When designing your application, you need to decide whether to use synchronous or asynchronous integration with its target EISes and existing applications. Both synchronous and asynchronous integration approaches are valid for application integration, and the choice should be based on the integration requirements and use cases. Base your decision on the following guidelines.
- Quality of services required--The use of a queue or a publish-subscribe system provides higher quality of services, such as message routing and reliable message delivery, than synchronous communications.
- Application throughput--Asynchronous messaging can lead to better throughput because a queue buffers messages, supports message routing, and guarantees message delivery.
- Transactional integration--A synchronous communication model is more suitable when an application needs to perform secure and transactional access to one or more EISes synchronously for client request processing. In such cases an application can afford the overhead of tighter coupling with an EIS to ensure higher quality request processing and error handling.

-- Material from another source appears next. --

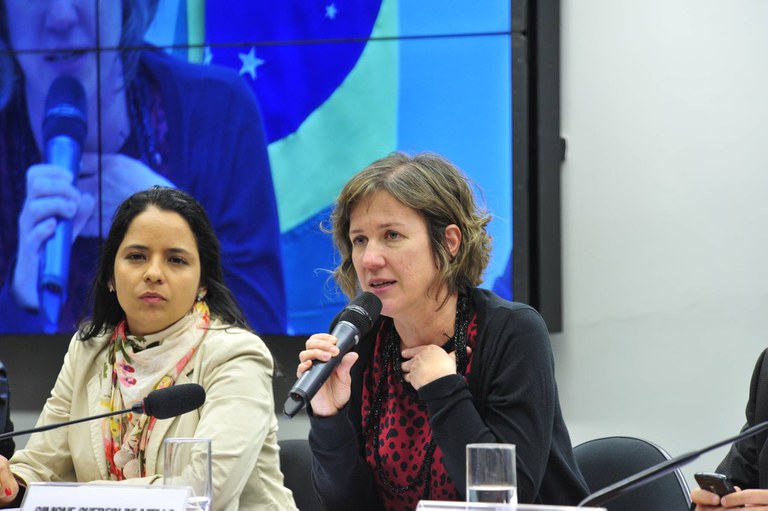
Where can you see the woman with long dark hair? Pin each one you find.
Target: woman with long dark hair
(162, 315)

- Programming model complexity--An asynchronous communication programming model is more complex than the more common synchronous request-response model. While the asynchronous model provides more services, the cost is greater application complexity and more work on the part of developers.

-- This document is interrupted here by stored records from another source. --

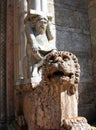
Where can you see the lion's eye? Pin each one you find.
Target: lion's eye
(51, 58)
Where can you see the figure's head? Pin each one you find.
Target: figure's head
(41, 24)
(62, 68)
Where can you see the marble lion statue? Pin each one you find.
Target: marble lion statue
(56, 97)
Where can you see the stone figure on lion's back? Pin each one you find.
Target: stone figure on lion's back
(39, 44)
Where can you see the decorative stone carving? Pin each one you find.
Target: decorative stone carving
(76, 123)
(39, 44)
(56, 97)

A J2EE application developed using the J2EE component model may need to integrate with existing data. The existing data may be relational, object-based, hierarchical, or some legacy representation. The problem is magnified when the existing data is huge (such as millions of records) and the schema is complex. Often, it's not possible to change the database schema because other applications depend on it.
The JDBC API is recommended for integration with relational databases. This book does not provide a primer for JDBC since there are numerous other sources to learn about JDBC. (See "References and Resources" on page 200.) Instead, this chapter focuses on J2EE application design issues related to database access.
For non-relational and legacy databases, the J2EE Connector architecture defines a simple tool-focused Common Client Interface (CCI) API that resource adapters can implement. (Note that Connector architecture does not require CCI, but recommends it for toolability.) CCI provides a remote function call API that can be used to develop or generate higher-level abstractions to simplify access to the underlying EISs.
Data integration can be handled on two levels:
- Model a J2EE application using the EJB programming model. Use entity beans and stateful and stateless session beans to partition a J2EE application. Develop the EJB components and then map them to the existing schema. Whenever possible, use EJB container-managed persistence. See Chapter 5.
- Develop or generate abstractions (called access objects) that represent the underlying existing data and stored procedures. These abstractions bridge the gap between the EJB components and the existing data. See Section 6.4.3 on page 188.